Quand vous avez lancé ce projet il y a deux ans, vous imaginiez-vous sortir un album et afficher complet à chaque concert, comme aujourd'hui?
Avant La Chanson, on a fait partie du groupe Beaubourg, avec lequel on a joué sept ans. Et pendant sept ans, on a dû batailler pour nous faire repérer, trouver un tourneur, etc. Alors on en a eu marre, envie d'une nouvelle musique, d'une formation plus simple à faire tourner. L'idée, c'était de se servir du Net pour nous faire entendre. Mais on a découvert la force du concept en même temps que les internautes! Après, quand on écrit des chansons, c'est toujours pour les entendre sur scène, reprises par le public.
On vous classe régulièrement dans la catégorie duo comique, plus que chez les chanteurs. Ça vous ennuie?
C'est vrai qu'on aimerait que l'on parle plus de notre musique. Mais il y a un complexe en France, chez les commentateurs et dans le monde de la musique, à parler des choses simples. On écrit une forme de pop, qui apparaît comme pas bien difficile à faire. Mais nous, on s'attache vachement à écrire de belles mélodies, plus importantes que nos textes. Mais c'est vrai que l'on n'a pas souvent eu de compliments sur notre musique.
Comment passe-t-on d'un format assez brut, comme vos vidéos, à un album?
On a bossé les arrangements, et travaillé avec des musiciens africains. On a trouvé une tournée africaine et enregistré à Bamako, avec des pointures. On voulait une tournure ensoleillée, festive, un peu disco. La difficulté c'était de sortir de ce côté brut, sans perdre l'esprit que l'on a sur le Net. Du coup, on a enregistré toutes les voix dans la rue.
Le social a tenu une place de plus importante dans vos textes, comme dans «Le pouvoir d'achat» ou le «Petit cheminot». Êtes-vous un groupe militant?

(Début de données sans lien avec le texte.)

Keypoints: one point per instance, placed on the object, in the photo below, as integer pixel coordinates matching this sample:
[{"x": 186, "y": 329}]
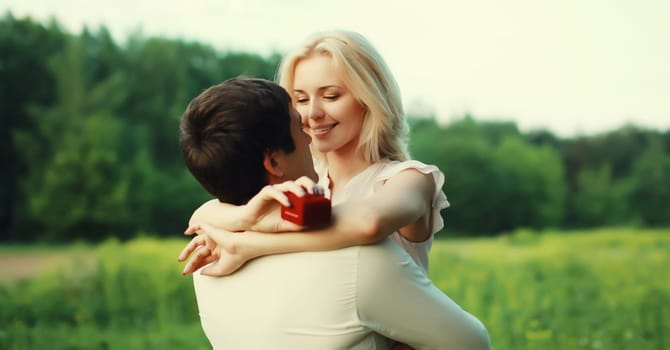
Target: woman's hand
[
  {"x": 263, "y": 211},
  {"x": 215, "y": 246}
]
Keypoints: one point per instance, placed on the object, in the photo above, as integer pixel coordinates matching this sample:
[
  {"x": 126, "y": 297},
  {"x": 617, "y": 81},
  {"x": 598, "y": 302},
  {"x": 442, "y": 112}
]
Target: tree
[
  {"x": 26, "y": 80},
  {"x": 650, "y": 192}
]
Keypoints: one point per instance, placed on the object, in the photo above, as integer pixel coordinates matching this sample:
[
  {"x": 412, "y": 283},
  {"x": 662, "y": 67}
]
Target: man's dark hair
[{"x": 227, "y": 129}]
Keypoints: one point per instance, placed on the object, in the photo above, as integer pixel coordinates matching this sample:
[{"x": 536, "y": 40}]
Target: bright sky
[{"x": 570, "y": 66}]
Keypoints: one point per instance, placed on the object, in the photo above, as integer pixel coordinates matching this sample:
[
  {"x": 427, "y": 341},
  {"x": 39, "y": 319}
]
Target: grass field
[{"x": 604, "y": 289}]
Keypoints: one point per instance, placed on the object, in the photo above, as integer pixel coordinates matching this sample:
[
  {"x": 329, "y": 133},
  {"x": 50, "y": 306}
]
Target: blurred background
[{"x": 550, "y": 121}]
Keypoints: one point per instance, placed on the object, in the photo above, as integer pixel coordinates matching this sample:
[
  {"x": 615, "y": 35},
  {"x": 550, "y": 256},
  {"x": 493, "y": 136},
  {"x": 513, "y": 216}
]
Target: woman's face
[{"x": 331, "y": 115}]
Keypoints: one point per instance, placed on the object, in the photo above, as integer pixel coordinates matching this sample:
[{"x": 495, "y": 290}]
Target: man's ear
[{"x": 272, "y": 164}]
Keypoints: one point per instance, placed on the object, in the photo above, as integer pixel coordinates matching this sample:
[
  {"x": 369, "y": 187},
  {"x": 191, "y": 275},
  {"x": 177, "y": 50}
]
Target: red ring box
[{"x": 308, "y": 210}]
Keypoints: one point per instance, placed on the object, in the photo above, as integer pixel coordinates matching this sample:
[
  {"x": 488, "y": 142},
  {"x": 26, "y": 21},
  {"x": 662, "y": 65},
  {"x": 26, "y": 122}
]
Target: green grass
[{"x": 605, "y": 289}]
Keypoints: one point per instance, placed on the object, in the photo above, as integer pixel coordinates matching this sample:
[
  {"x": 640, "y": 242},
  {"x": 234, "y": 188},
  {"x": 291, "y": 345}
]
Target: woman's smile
[{"x": 322, "y": 130}]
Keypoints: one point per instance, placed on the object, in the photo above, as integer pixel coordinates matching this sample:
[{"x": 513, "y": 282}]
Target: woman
[{"x": 351, "y": 107}]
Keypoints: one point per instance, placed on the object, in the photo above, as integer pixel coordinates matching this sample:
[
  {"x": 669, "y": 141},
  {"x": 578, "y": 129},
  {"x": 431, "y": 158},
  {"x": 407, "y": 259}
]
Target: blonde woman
[{"x": 351, "y": 108}]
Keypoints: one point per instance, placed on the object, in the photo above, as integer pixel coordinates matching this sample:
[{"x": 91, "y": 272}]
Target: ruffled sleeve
[{"x": 439, "y": 198}]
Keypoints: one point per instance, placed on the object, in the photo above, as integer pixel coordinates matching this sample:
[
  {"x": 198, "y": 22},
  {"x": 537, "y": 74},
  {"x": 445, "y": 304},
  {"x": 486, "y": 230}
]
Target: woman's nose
[{"x": 315, "y": 110}]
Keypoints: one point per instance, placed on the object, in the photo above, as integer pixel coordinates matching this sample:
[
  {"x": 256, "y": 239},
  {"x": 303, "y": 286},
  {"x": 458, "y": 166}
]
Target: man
[{"x": 241, "y": 135}]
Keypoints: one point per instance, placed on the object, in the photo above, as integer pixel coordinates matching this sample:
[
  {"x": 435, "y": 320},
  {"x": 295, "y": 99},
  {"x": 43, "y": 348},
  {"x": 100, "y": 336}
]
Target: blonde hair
[{"x": 366, "y": 75}]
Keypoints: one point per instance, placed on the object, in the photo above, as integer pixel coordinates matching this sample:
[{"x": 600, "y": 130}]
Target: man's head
[{"x": 241, "y": 135}]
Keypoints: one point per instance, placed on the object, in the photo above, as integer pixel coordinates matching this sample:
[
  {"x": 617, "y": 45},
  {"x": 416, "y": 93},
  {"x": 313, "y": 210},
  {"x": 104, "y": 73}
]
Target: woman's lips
[{"x": 322, "y": 130}]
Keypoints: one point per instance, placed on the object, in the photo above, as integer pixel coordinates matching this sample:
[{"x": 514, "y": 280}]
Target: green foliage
[
  {"x": 118, "y": 296},
  {"x": 554, "y": 290},
  {"x": 495, "y": 180},
  {"x": 650, "y": 191},
  {"x": 89, "y": 146},
  {"x": 604, "y": 289}
]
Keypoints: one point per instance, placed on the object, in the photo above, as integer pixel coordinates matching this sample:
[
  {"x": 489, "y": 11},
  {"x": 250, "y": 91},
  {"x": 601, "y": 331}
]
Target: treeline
[
  {"x": 88, "y": 146},
  {"x": 499, "y": 179}
]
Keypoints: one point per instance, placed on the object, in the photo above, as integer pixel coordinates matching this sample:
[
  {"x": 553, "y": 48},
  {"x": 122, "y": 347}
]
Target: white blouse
[{"x": 367, "y": 182}]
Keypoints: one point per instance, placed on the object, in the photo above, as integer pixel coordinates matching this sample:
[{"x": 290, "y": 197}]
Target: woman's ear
[{"x": 272, "y": 164}]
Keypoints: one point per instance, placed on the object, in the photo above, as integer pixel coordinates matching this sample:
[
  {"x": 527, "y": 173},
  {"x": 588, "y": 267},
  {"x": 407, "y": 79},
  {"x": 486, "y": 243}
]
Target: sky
[{"x": 574, "y": 67}]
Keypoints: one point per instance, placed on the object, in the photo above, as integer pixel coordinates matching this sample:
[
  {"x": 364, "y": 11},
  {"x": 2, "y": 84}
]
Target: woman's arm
[
  {"x": 261, "y": 213},
  {"x": 403, "y": 203}
]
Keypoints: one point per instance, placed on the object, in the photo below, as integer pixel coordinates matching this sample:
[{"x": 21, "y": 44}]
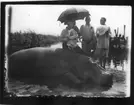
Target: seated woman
[{"x": 69, "y": 37}]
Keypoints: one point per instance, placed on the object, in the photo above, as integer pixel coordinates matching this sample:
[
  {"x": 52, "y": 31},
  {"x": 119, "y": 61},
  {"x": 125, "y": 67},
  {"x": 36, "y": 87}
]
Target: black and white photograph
[{"x": 68, "y": 50}]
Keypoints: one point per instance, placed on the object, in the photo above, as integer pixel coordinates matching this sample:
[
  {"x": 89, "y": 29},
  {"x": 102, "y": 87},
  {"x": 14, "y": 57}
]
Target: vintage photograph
[{"x": 68, "y": 50}]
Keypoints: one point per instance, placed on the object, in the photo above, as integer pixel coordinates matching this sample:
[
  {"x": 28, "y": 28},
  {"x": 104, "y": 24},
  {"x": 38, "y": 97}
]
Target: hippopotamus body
[{"x": 52, "y": 67}]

En fait, l'actu nous a plus ou moins rattrapés dans nos inspirations. Et quand tu parles d'actualité, tu exprimes fatalement une opinion. Mais on n'est pas partisan pour autant. On essaie de pointer les incohérences, les choses un peu révoltantes, ce donton parle au bistrot. Ma femme tient deux bars, et ça, ça aide!
Comment adaptez-vous vos chansons à la scène?

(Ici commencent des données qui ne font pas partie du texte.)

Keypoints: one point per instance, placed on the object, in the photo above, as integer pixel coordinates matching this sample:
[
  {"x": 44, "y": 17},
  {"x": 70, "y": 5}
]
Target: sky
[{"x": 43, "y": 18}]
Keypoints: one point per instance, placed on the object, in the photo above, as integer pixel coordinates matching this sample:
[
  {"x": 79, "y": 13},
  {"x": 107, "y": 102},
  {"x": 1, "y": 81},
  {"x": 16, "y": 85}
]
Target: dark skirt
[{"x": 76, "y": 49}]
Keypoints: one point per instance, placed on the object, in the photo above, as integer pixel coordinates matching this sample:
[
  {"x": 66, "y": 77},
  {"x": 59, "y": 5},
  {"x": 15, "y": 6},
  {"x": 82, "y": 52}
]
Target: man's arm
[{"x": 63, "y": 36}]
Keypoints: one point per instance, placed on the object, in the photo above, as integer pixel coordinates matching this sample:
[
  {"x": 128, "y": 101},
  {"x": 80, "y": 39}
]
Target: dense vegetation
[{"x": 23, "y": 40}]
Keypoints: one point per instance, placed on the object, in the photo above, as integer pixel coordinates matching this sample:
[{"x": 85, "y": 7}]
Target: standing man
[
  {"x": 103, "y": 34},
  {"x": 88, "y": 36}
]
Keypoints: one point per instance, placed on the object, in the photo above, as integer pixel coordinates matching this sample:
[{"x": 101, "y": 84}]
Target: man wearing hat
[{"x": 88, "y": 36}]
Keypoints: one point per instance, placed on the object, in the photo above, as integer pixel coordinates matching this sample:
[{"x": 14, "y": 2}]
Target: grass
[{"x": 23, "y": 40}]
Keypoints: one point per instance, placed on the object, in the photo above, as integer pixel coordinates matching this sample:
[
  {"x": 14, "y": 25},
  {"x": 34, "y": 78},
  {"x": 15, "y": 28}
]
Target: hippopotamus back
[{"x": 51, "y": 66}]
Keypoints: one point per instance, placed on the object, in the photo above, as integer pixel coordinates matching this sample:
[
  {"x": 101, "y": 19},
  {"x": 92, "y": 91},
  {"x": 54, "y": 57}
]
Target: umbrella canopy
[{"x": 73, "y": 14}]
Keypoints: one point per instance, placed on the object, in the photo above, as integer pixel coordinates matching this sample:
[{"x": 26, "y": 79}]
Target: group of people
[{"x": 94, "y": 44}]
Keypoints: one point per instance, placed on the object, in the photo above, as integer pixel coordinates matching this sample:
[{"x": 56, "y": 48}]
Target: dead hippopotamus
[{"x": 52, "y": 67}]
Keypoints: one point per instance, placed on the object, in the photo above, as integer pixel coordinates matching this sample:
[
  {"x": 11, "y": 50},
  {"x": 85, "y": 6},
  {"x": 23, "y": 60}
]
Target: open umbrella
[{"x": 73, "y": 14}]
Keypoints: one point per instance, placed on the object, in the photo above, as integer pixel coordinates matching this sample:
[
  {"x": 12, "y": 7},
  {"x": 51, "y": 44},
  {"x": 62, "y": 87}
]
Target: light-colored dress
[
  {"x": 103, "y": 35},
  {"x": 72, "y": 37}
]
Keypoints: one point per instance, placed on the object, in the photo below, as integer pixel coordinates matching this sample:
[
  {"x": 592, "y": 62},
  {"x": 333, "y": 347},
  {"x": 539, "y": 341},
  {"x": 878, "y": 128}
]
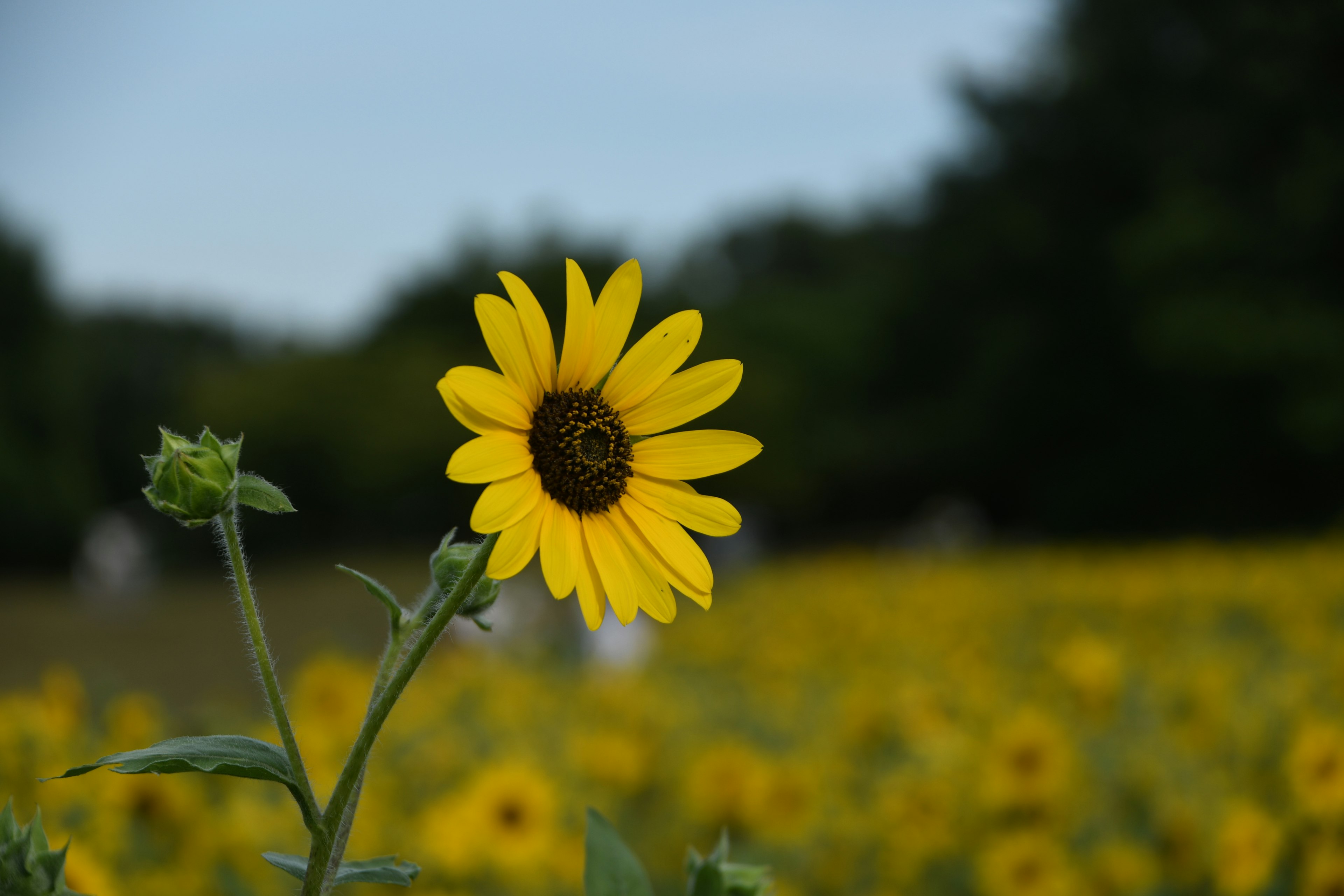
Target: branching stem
[
  {"x": 323, "y": 858},
  {"x": 308, "y": 805}
]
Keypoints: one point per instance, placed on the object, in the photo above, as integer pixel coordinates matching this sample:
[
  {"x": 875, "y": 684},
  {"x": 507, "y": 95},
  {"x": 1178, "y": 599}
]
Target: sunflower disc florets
[{"x": 581, "y": 450}]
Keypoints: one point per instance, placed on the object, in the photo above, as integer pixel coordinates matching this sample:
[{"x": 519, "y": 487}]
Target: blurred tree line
[{"x": 1120, "y": 312}]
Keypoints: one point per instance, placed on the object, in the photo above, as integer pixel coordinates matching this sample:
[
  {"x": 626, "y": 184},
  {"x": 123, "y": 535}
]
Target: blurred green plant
[
  {"x": 198, "y": 483},
  {"x": 29, "y": 867},
  {"x": 612, "y": 870}
]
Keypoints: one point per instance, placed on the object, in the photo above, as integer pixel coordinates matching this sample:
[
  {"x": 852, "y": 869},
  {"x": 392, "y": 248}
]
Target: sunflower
[{"x": 573, "y": 455}]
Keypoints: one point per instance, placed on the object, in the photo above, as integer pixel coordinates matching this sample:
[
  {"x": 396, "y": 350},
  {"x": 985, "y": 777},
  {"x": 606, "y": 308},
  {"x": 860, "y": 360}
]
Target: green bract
[
  {"x": 193, "y": 481},
  {"x": 447, "y": 566},
  {"x": 29, "y": 867}
]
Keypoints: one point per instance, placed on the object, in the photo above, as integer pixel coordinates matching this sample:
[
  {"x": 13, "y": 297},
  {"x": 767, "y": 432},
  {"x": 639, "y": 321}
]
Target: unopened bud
[
  {"x": 449, "y": 564},
  {"x": 193, "y": 481}
]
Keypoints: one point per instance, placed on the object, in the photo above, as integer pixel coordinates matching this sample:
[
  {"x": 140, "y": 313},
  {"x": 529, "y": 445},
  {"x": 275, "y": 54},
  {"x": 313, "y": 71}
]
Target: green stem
[
  {"x": 322, "y": 858},
  {"x": 308, "y": 805},
  {"x": 392, "y": 653}
]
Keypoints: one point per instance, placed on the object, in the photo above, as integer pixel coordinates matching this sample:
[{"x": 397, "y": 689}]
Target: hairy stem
[
  {"x": 392, "y": 653},
  {"x": 261, "y": 653},
  {"x": 318, "y": 882}
]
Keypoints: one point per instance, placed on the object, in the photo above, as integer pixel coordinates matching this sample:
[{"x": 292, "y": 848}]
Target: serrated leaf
[
  {"x": 609, "y": 867},
  {"x": 232, "y": 755},
  {"x": 259, "y": 493},
  {"x": 382, "y": 870},
  {"x": 376, "y": 589}
]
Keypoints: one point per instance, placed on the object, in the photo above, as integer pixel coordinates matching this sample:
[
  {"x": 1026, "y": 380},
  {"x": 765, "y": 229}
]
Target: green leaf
[
  {"x": 214, "y": 755},
  {"x": 609, "y": 867},
  {"x": 384, "y": 870},
  {"x": 29, "y": 867},
  {"x": 378, "y": 590},
  {"x": 259, "y": 493},
  {"x": 707, "y": 880}
]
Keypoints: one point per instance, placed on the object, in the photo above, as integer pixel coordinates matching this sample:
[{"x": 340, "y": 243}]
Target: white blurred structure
[
  {"x": 622, "y": 647},
  {"x": 113, "y": 562}
]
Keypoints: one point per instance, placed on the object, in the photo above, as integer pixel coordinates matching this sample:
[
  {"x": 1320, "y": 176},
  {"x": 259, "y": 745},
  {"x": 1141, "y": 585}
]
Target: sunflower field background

On est tous les deux, mais on essaie de se faire passer pour un groupe de sept! J'ai travaillé des séquences sur ordi, qu'on balance et sur lesquelles on joue. Et Clément a une vraie guitare, branchée et tout!
À titre personnel, vous êtes également réalisateur. On parle d'une série, tournée récemment pour Arte?

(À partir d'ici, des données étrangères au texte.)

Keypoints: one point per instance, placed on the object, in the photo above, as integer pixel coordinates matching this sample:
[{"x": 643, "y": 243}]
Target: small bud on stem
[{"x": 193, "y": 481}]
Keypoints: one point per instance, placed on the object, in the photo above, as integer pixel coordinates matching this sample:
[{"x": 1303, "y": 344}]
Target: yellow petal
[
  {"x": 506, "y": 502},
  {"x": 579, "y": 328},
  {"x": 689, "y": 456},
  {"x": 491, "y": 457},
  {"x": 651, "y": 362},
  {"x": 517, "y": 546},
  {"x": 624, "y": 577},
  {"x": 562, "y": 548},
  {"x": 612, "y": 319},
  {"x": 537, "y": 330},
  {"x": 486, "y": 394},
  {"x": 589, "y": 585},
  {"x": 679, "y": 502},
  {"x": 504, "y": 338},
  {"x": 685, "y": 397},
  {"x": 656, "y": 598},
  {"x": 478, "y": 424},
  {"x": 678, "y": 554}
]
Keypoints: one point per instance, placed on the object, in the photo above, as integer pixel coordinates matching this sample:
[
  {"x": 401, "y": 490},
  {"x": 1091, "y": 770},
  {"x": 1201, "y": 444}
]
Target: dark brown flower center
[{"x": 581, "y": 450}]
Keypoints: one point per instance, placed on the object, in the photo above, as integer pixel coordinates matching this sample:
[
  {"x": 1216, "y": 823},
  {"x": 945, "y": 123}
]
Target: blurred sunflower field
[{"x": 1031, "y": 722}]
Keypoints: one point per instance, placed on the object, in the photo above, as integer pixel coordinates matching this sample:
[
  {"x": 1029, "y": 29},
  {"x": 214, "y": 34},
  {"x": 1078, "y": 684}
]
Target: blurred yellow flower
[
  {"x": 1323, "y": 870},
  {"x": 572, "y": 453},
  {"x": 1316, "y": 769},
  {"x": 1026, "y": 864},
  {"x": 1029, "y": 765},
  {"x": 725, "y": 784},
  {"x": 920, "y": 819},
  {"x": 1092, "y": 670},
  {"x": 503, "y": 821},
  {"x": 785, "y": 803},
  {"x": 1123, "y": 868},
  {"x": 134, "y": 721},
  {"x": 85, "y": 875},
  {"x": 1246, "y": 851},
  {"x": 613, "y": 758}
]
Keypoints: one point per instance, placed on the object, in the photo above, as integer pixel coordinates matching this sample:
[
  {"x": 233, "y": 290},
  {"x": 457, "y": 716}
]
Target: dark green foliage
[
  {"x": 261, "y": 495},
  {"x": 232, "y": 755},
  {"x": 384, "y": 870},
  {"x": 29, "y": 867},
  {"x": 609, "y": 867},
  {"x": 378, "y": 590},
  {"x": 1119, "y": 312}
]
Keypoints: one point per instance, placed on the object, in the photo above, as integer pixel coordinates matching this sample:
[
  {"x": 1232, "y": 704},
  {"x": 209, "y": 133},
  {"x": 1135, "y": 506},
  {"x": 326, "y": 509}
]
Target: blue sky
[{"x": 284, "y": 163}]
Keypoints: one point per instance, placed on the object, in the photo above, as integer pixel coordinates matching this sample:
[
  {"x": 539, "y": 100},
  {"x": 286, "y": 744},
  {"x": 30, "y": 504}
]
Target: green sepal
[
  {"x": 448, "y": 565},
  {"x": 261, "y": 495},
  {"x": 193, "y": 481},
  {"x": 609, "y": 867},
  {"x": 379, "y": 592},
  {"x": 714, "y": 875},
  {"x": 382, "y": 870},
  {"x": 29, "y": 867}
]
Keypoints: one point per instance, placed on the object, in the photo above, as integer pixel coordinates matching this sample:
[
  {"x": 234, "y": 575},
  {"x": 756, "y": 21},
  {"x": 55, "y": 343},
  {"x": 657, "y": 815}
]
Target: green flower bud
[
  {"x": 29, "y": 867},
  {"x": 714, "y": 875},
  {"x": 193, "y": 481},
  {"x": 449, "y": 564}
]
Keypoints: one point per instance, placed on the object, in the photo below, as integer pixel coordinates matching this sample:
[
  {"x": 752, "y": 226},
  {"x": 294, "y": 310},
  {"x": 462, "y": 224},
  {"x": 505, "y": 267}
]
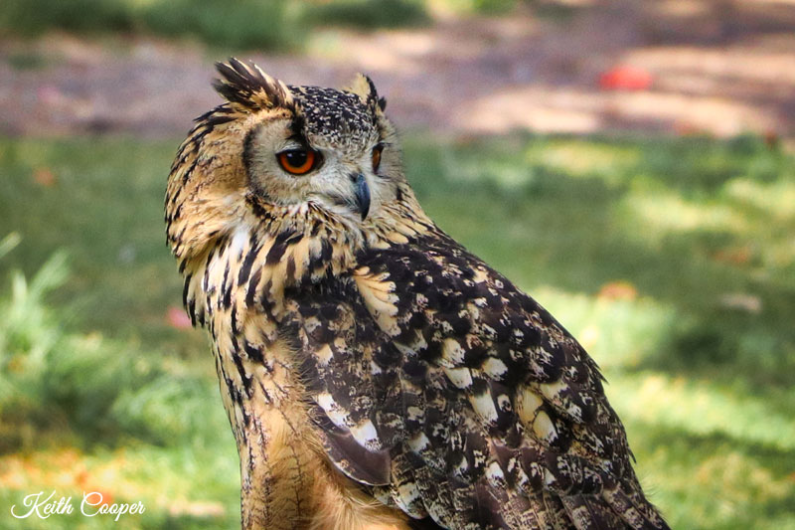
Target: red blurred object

Oui, ce sera un 8x52 minutes, «Les invincibles». On est à la fin de la postproduction, et ça devrait être diffusé en septembre ou octobre. C'est très rock'n'roll, un truc vraiment nouveau pour Arte, et la télé française en général. Je le dis facilement, parce que ça ne vient pas de moi: c'est une adaptation d'une série québécoise. On travaille déjà sur la deuxième saison.
Vous allez parler de quoi dans votre chanson dimanche? Et ce n'est pas trop dur de suivre ce rythme de production?
C'est notre devoir de fin de semaine! En même temps c'est pratique, car si on n'avait pas cette contrainte, avec les tournées et tout le reste, on ne composerait plus. Pour ce dimanche, on verra, ça se décide le vendredi soir, voire le samedi si on est à la bourre.